Bug 675691

Summary: recognition of TeX and LaTeX files needs an improvement
Product: Red Hat Enterprise Linux 6 Reporter: Milos Malik <mmalik>
Component: fileAssignee: Jan Kaluža <jkaluza>
Status: CLOSED ERRATA QA Contact: BaseOS QE Security Team <qe-baseos-security>
Severity: low Docs Contact:
Priority: low    
Version: 6.1CC: ksrot, ovasik, pkovar
Target Milestone: rc   
Target Release: ---   
Hardware: All   
OS: Linux   
Whiteboard:
Fixed In Version: file-5.04-8.el6 Doc Type: Bug Fix
Doc Text:
Prior to this update, file patterns for LaTeX checked only the first 400 bytes of a file to determine the pattern type.
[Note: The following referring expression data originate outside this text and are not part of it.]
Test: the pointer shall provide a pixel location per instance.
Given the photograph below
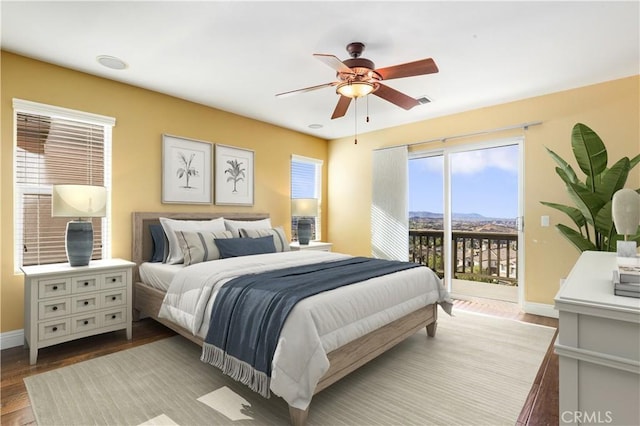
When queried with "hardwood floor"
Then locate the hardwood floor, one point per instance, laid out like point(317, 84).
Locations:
point(541, 407)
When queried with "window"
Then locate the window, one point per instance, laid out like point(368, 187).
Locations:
point(306, 182)
point(56, 146)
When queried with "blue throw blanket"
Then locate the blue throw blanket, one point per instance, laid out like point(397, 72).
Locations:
point(249, 312)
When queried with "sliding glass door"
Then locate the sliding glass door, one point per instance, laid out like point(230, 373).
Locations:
point(464, 220)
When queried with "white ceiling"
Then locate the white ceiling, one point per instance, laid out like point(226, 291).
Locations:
point(237, 55)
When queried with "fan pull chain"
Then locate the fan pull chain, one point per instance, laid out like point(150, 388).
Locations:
point(355, 112)
point(367, 108)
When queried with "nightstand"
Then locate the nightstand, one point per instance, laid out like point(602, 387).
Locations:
point(313, 245)
point(64, 302)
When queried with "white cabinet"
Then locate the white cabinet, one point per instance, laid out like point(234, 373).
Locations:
point(598, 346)
point(313, 245)
point(65, 302)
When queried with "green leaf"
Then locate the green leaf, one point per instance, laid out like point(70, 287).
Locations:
point(576, 238)
point(570, 175)
point(589, 151)
point(588, 202)
point(604, 226)
point(574, 213)
point(613, 179)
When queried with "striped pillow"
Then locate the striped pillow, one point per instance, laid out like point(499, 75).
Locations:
point(200, 246)
point(279, 237)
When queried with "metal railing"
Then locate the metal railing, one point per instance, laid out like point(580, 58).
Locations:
point(477, 256)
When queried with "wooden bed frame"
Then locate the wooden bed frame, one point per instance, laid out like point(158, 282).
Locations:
point(344, 360)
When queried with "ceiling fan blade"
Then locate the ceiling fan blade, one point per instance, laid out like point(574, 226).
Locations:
point(395, 97)
point(342, 107)
point(333, 62)
point(307, 89)
point(424, 66)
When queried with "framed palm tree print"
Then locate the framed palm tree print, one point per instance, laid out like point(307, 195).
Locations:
point(187, 176)
point(234, 176)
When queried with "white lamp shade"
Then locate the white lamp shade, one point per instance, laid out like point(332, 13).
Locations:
point(79, 201)
point(304, 207)
point(625, 210)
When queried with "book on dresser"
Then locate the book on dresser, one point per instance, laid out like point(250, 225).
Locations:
point(625, 288)
point(629, 269)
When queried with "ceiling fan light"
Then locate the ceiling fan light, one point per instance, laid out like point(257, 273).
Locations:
point(355, 89)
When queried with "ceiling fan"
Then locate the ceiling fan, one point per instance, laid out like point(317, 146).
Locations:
point(358, 77)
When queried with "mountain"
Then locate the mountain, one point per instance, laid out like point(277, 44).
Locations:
point(456, 216)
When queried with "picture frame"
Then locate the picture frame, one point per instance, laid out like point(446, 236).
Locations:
point(234, 176)
point(187, 176)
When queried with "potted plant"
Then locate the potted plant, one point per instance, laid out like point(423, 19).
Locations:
point(592, 196)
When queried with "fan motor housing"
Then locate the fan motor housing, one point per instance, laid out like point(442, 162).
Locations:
point(363, 69)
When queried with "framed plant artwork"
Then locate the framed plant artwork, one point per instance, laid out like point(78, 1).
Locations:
point(234, 176)
point(186, 171)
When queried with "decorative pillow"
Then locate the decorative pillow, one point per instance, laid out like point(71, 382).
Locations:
point(160, 244)
point(200, 246)
point(279, 237)
point(235, 225)
point(170, 227)
point(234, 247)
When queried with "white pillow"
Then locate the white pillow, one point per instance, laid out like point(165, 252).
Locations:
point(170, 227)
point(200, 246)
point(236, 225)
point(279, 237)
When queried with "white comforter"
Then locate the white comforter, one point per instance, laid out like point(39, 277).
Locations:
point(317, 325)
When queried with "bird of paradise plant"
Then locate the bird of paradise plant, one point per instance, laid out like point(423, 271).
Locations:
point(236, 173)
point(592, 216)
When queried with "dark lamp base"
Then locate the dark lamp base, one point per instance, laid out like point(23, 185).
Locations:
point(79, 242)
point(304, 231)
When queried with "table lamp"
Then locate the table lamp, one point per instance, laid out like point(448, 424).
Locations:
point(81, 202)
point(625, 210)
point(303, 208)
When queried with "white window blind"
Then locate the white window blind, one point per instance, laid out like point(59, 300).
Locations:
point(56, 146)
point(306, 182)
point(390, 200)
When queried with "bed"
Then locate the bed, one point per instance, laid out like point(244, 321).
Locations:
point(342, 357)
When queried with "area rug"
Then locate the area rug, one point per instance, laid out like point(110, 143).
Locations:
point(478, 370)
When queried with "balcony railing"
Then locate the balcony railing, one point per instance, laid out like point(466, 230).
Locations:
point(477, 256)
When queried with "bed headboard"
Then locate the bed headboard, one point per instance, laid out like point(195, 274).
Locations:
point(142, 243)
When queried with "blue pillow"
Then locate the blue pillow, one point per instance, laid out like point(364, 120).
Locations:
point(157, 233)
point(234, 247)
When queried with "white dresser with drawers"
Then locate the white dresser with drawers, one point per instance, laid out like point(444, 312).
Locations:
point(64, 302)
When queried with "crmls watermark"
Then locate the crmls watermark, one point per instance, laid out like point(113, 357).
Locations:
point(593, 417)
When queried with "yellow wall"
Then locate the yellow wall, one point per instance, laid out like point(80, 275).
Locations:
point(611, 109)
point(142, 116)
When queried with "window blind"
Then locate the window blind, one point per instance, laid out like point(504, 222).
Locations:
point(53, 150)
point(306, 182)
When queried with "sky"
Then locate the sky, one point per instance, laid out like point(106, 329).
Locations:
point(483, 182)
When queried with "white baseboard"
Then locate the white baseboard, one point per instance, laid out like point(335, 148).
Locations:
point(11, 339)
point(541, 309)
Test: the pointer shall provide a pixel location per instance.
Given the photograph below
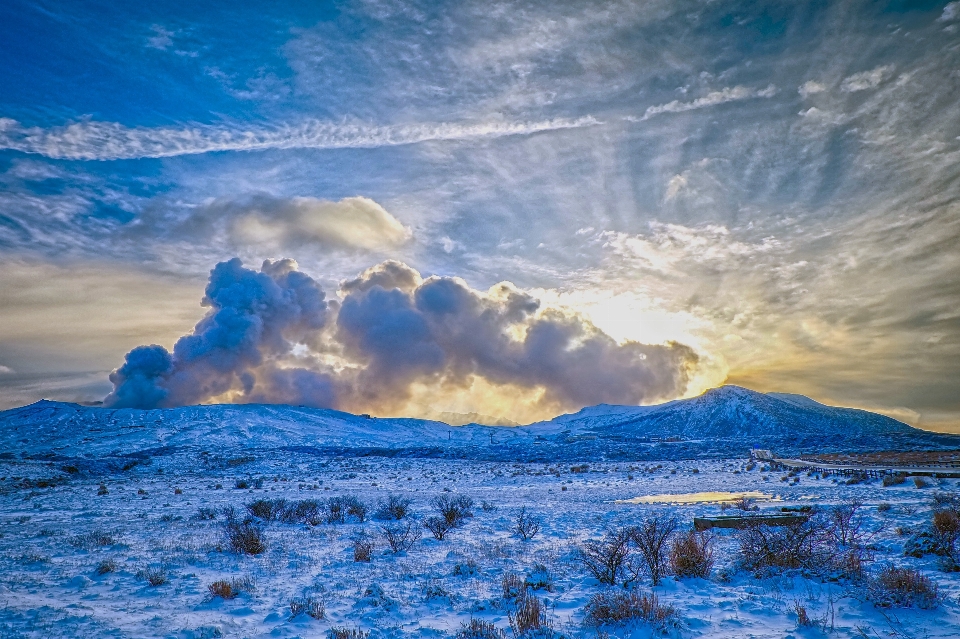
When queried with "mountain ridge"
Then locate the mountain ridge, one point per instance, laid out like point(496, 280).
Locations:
point(718, 421)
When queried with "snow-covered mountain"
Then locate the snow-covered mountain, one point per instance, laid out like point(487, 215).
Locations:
point(722, 421)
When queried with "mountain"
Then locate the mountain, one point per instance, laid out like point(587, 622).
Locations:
point(723, 421)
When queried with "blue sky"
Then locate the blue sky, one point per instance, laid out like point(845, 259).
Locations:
point(772, 185)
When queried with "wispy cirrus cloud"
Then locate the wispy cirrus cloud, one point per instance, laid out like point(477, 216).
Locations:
point(93, 140)
point(727, 94)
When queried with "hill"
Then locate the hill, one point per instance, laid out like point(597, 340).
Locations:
point(724, 421)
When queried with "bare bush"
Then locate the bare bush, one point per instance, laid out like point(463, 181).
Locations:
point(401, 537)
point(438, 526)
point(513, 586)
point(798, 545)
point(153, 576)
point(394, 508)
point(479, 629)
point(230, 588)
point(92, 540)
point(455, 509)
point(530, 616)
point(526, 526)
point(903, 588)
point(615, 607)
point(609, 559)
point(691, 555)
point(652, 537)
point(310, 606)
point(245, 537)
point(894, 479)
point(362, 549)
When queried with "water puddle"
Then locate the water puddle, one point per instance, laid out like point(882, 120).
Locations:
point(698, 498)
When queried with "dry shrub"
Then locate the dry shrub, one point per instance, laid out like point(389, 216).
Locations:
point(153, 576)
point(903, 588)
point(438, 527)
point(513, 586)
point(530, 616)
point(479, 629)
point(230, 588)
point(310, 606)
point(401, 537)
point(245, 537)
point(651, 538)
point(526, 525)
point(894, 479)
point(609, 559)
point(455, 509)
point(362, 550)
point(691, 555)
point(92, 540)
point(799, 545)
point(615, 607)
point(394, 508)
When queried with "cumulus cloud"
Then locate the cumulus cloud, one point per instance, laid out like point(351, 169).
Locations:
point(282, 223)
point(278, 224)
point(392, 331)
point(256, 319)
point(728, 94)
point(92, 140)
point(866, 79)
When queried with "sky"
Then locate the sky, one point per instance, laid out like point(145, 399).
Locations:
point(507, 210)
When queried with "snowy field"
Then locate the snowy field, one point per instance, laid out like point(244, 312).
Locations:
point(170, 524)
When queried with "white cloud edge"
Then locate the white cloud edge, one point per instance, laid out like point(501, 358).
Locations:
point(94, 140)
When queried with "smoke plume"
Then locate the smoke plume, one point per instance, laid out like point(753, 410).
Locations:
point(272, 337)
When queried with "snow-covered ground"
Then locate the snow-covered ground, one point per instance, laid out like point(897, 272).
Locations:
point(50, 586)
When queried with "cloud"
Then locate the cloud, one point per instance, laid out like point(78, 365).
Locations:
point(865, 79)
point(284, 224)
point(392, 332)
point(950, 12)
point(729, 94)
point(92, 140)
point(255, 319)
point(810, 87)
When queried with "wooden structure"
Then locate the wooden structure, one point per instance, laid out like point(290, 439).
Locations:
point(744, 521)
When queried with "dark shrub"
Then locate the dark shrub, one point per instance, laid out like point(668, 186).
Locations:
point(153, 576)
point(526, 526)
point(652, 537)
point(894, 479)
point(438, 527)
point(230, 588)
point(394, 508)
point(799, 545)
point(453, 508)
point(691, 555)
point(245, 537)
point(479, 629)
point(310, 606)
point(903, 588)
point(401, 537)
point(529, 616)
point(609, 559)
point(362, 550)
point(616, 607)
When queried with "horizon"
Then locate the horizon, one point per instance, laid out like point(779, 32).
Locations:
point(514, 211)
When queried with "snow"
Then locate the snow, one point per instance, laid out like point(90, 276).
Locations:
point(161, 467)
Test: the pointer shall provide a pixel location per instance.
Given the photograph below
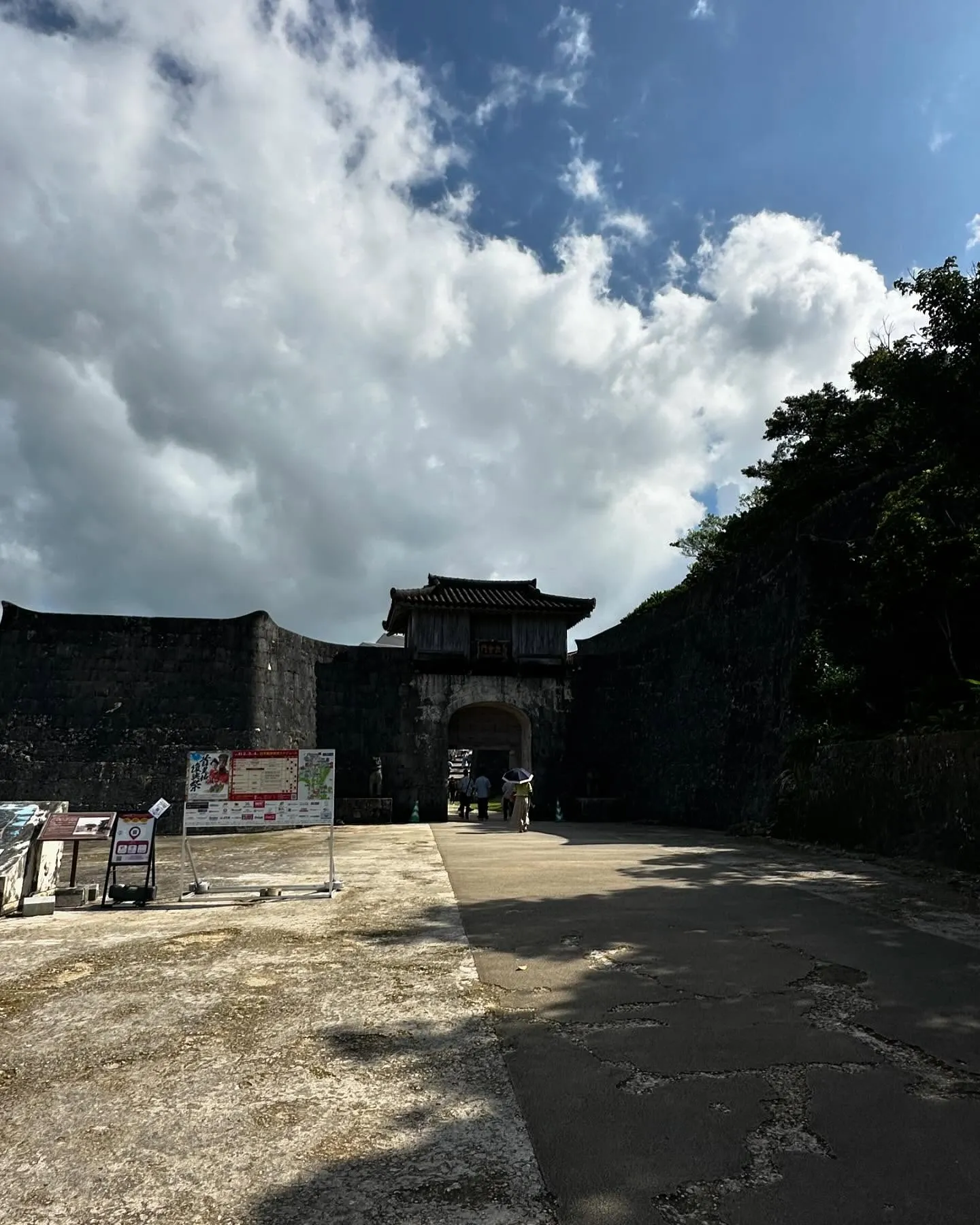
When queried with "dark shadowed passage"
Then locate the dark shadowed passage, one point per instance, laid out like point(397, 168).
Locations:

This caused an incorrect pattern type recognition as some files could have contained a larger number of comments at the beginning of the file. Furthermore, file patterns which matched a Python script were tried before the LaTex patterns and this undesired behavior could have caused an incorrect pattern type recognition as LaTex files could have included a source code written in Python. With this update, the aforementioned problems have been fixed by increasing the number of first bytes checked for a LaTex file to 4096 bytes, and by trying the LaTex patterns before the Python patterns.
Story Points: ---
Clone Of:
: 676543 826898 (view as bug list) Environment:
Last Closed: 2011-07-13 08:48:58 UTC Type: ---
Regression: --- Mount Type: ---
Documentation: --- CRM:
Verified Versions: Category: ---
oVirt Team: --- RHEL 7.3 requirements from Atomic Host:
Cloudforms Team: --- Target Upstream Version:
Bug Depends On:    
Bug Blocks: 676543, 826898    
Attachments:
Description Flags
proposed patch none

Description Milos Malik 2011-02-07 11:11:10 UTC
Description of problem:


Version-Release number of selected component (if applicable):
file-5.04-6.el6

How reproducible:
always

Steps to Reproduce:
# rpm -ql PyXML | grep -F .tex | xargs file
/usr/share/doc/PyXML-0.8.4/xml-howto.tex: Python script text executable
/usr/share/doc/PyXML-0.8.4/xml-ref.tex:   Python script text executable
# rpm -ql emacs-common | grep -F .tex | xargs file
/usr/share/emacs/23.1/etc/refcards/calccard.tex:      ASCII English text
/usr/share/emacs/23.1/etc/refcards/cs-dired-ref.tex:  ISO-8859 English text
/usr/share/emacs/23.1/etc/refcards/cs-refcard.tex:    TeX document text
/usr/share/emacs/23.1/etc/refcards/cs-survival.tex:   LaTeX document text
/usr/share/emacs/23.1/etc/refcards/de-refcard.tex:    TeX document text
/usr/share/emacs/23.1/etc/refcards/dired-ref.tex:     ASCII English text
/usr/share/emacs/23.1/etc/refcards/fr-dired-ref.tex:  ISO-8859 English text
/usr/share/emacs/23.1/etc/refcards/fr-refcard.tex:    TeX document text
/usr/share/emacs/23.1/etc/refcards/fr-survival.tex:   LaTeX document text
/usr/share/emacs/23.1/etc/refcards/gnus-refcard.tex:  LaTeX 2e document text
/usr/share/emacs/23.1/etc/refcards/orgcard.tex:       ASCII English text
/usr/share/emacs/23.1/etc/refcards/pl-refcard.tex:    ASCII English text
/usr/share/emacs/23.1/etc/refcards/pt-br-refcard.tex: ASCII English text
/usr/share/emacs/23.1/etc/refcards/refcard.tex:       ASCII English text
/usr/share/emacs/23.1/etc/refcards/ru-refcard.tex:    LaTeX 2e document text
/usr/share/emacs/23.1/etc/refcards/sk-dired-ref.tex:  ISO-8859 English text
/usr/share/emacs/23.1/etc/refcards/sk-refcard.tex:    TeX document text
/usr/share/emacs/23.1/etc/refcards/sk-survival.tex:   LaTeX document text
/usr/share/emacs/23.1/etc/refcards/survival.tex:      LaTeX document text
/usr/share/emacs/23.1/etc/refcards/vipcard.tex:       TeX document text
/usr/share/emacs/23.1/etc/refcards/viperCard.tex:     TeX document text
# 

Actual results:


Expected results:

Comment 1 Jan Kaluža 2011-02-07 14:05:15 UTC
There are 2 problems:
1. File patterns for LaTeX check only first 400 bytes of file to determine its type and some of those files have long comment in the beginning,  I will increase that limit.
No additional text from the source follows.